When you’re moving an on premise transaction processing (OLTP) relational database to AWS, there are a couple of “nice to knows”. This article will take you to a use case and through the challenges we faced and solved so you can benefit from this.
In this use case the customer wanted to migrate an on-premise MySQL 5.7 database to AWS. They did not want to change their application too much, so the database schema should be kept intact. Since AWS Aurora serverless did not support MySQL 5.7 (only 5.6) at that time, we decided to not use serverless but the normal AWS Aurora MySQL 5.7 compatible version.
Source database
Some background of the source database and the data to migrate.
- The database has 20 database schemas. Some schemas only contain a hand full of tables other containing more than 400 tables.
- Total data around 250GB; so easy to be migrated via a VPN connection.
- Minimum downtime and no “big-bang” approach; so, change data capture (CDC) is needed while all applications are moved to AWS (start with read-only applications).
- Some schemas contain functions, stored procedures, triggers and foreign keys.

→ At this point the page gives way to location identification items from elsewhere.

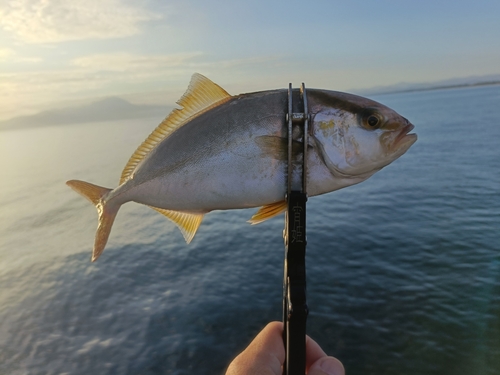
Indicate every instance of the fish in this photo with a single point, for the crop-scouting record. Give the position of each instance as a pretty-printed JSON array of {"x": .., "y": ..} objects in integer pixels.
[{"x": 220, "y": 152}]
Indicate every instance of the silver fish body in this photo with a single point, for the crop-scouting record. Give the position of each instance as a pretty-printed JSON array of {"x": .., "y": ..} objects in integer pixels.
[{"x": 231, "y": 153}]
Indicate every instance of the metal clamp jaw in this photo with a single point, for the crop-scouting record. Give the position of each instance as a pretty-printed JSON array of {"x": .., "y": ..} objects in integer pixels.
[{"x": 295, "y": 308}]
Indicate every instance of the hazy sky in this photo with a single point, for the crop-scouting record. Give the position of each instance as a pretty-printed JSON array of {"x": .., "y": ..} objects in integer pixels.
[{"x": 55, "y": 53}]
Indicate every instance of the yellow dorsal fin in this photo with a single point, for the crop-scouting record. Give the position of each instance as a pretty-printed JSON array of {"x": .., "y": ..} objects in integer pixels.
[
  {"x": 267, "y": 212},
  {"x": 187, "y": 223},
  {"x": 201, "y": 95}
]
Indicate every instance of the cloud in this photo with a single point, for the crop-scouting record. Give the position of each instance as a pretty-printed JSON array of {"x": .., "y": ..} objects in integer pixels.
[
  {"x": 127, "y": 62},
  {"x": 52, "y": 21},
  {"x": 123, "y": 74},
  {"x": 6, "y": 53}
]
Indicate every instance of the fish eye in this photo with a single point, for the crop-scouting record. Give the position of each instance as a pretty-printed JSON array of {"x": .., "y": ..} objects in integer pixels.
[{"x": 373, "y": 121}]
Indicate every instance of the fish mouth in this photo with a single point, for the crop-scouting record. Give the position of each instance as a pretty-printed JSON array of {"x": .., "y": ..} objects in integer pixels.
[{"x": 404, "y": 139}]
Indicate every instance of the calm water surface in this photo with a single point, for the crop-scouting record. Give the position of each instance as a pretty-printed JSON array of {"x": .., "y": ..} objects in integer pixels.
[{"x": 403, "y": 269}]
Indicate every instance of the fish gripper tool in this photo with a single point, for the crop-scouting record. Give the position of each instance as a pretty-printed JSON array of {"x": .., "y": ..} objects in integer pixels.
[{"x": 295, "y": 308}]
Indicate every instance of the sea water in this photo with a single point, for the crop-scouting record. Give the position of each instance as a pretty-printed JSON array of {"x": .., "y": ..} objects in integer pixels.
[{"x": 403, "y": 270}]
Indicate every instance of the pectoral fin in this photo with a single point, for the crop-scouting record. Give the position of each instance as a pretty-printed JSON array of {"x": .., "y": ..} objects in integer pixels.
[
  {"x": 267, "y": 212},
  {"x": 277, "y": 147},
  {"x": 187, "y": 223}
]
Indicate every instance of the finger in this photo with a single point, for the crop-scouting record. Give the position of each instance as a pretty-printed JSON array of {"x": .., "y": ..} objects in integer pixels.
[
  {"x": 313, "y": 352},
  {"x": 264, "y": 355},
  {"x": 326, "y": 366}
]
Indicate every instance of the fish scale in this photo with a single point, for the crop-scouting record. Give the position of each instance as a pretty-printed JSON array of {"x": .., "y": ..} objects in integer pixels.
[{"x": 220, "y": 152}]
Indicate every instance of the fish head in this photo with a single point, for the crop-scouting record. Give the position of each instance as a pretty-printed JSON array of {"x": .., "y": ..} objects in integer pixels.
[{"x": 356, "y": 136}]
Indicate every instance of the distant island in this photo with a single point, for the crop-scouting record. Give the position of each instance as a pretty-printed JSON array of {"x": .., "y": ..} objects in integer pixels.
[
  {"x": 107, "y": 109},
  {"x": 115, "y": 108}
]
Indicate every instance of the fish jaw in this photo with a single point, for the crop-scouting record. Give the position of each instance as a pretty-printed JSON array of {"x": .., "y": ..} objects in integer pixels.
[{"x": 350, "y": 146}]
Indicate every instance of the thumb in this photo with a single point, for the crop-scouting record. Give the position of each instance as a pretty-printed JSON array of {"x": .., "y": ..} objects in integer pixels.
[{"x": 326, "y": 366}]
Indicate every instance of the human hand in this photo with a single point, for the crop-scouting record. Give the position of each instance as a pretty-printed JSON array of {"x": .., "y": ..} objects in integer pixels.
[{"x": 266, "y": 353}]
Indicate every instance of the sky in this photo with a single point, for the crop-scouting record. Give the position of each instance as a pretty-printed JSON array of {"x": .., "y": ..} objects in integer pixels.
[{"x": 59, "y": 53}]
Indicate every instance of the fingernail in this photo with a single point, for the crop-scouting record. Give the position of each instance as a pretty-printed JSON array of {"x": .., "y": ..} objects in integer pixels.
[{"x": 332, "y": 366}]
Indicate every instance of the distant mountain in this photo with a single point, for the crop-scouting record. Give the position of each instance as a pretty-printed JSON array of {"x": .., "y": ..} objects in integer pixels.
[
  {"x": 492, "y": 79},
  {"x": 108, "y": 109}
]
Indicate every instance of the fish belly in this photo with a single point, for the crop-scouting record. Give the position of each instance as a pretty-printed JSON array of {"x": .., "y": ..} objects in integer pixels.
[{"x": 215, "y": 162}]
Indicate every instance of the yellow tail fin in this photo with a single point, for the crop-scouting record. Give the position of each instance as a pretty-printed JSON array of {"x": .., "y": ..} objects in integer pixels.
[{"x": 107, "y": 213}]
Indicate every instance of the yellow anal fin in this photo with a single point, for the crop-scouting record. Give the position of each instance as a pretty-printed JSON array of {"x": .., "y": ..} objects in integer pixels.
[
  {"x": 187, "y": 223},
  {"x": 106, "y": 211},
  {"x": 201, "y": 96},
  {"x": 267, "y": 212}
]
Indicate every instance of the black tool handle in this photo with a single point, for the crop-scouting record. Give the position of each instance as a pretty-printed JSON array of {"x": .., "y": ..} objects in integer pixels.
[{"x": 294, "y": 291}]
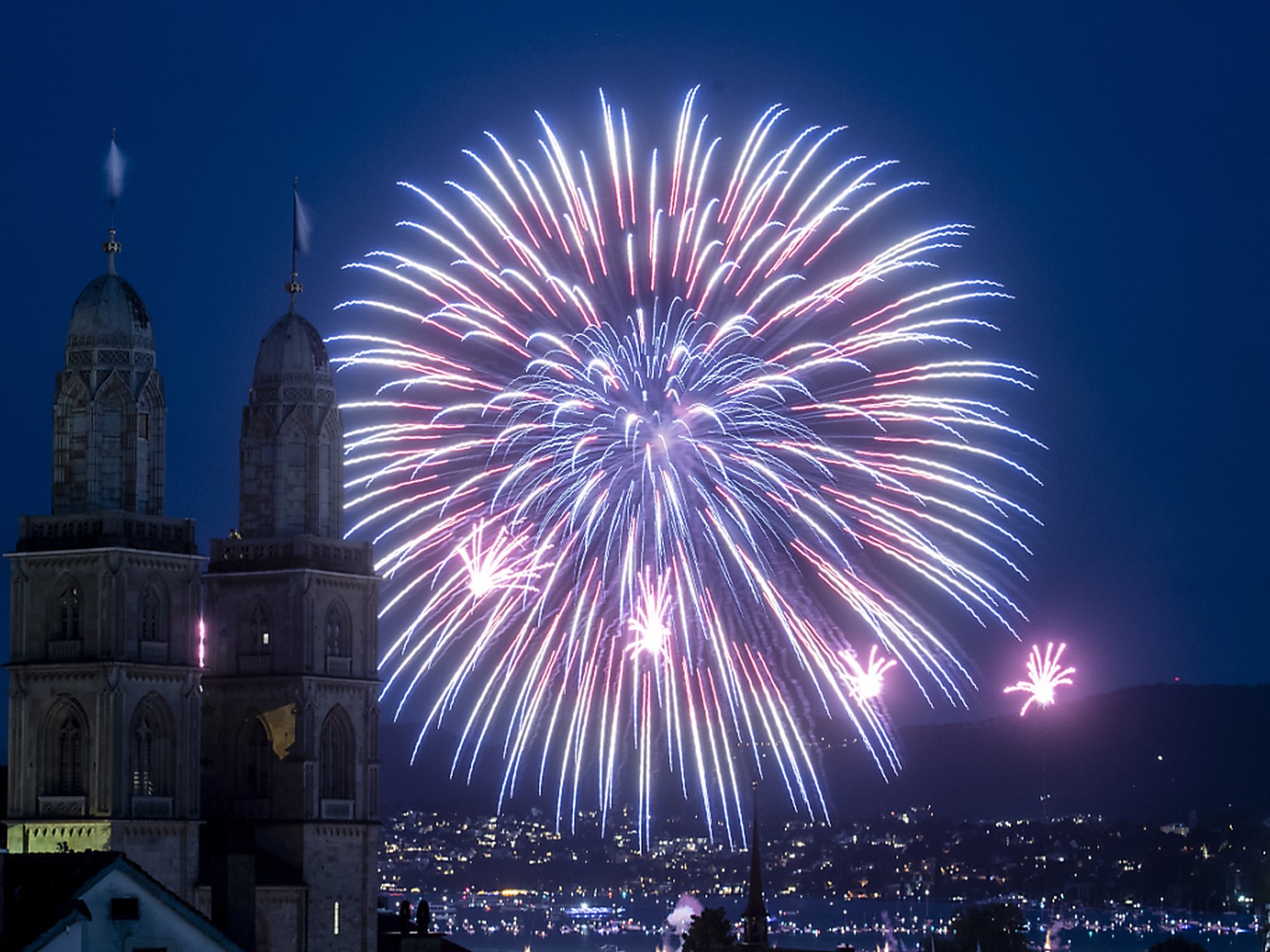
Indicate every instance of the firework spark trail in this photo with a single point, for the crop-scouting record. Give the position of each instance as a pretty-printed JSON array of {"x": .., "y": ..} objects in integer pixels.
[
  {"x": 649, "y": 440},
  {"x": 1045, "y": 674}
]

- Some tables contain Large Object (LOB) data, maximum size around 20Mb. Most of the LOB data are less than 10Mb.
AWS tooling
Migrating your data to Aurora is one thing, this can even be done by a bulk copy from an S3 bucket to Aurora. But to have an ongoing replication, validation of data and taking care that functions, stored procedures and triggers are migrated is a bigger challenge. Luckily AWS takes away the ‘heavy load’ as they say, by supplying us with some great tools: AWS Database Migration Service and the AWS Schema Conversion tool.
These tools are well documented by AWS and if needed you can get help from AWS Business support. Tip: use the chat function when creating an AWS support ticket. For small questions or basic guidance you get directly an answer via chat.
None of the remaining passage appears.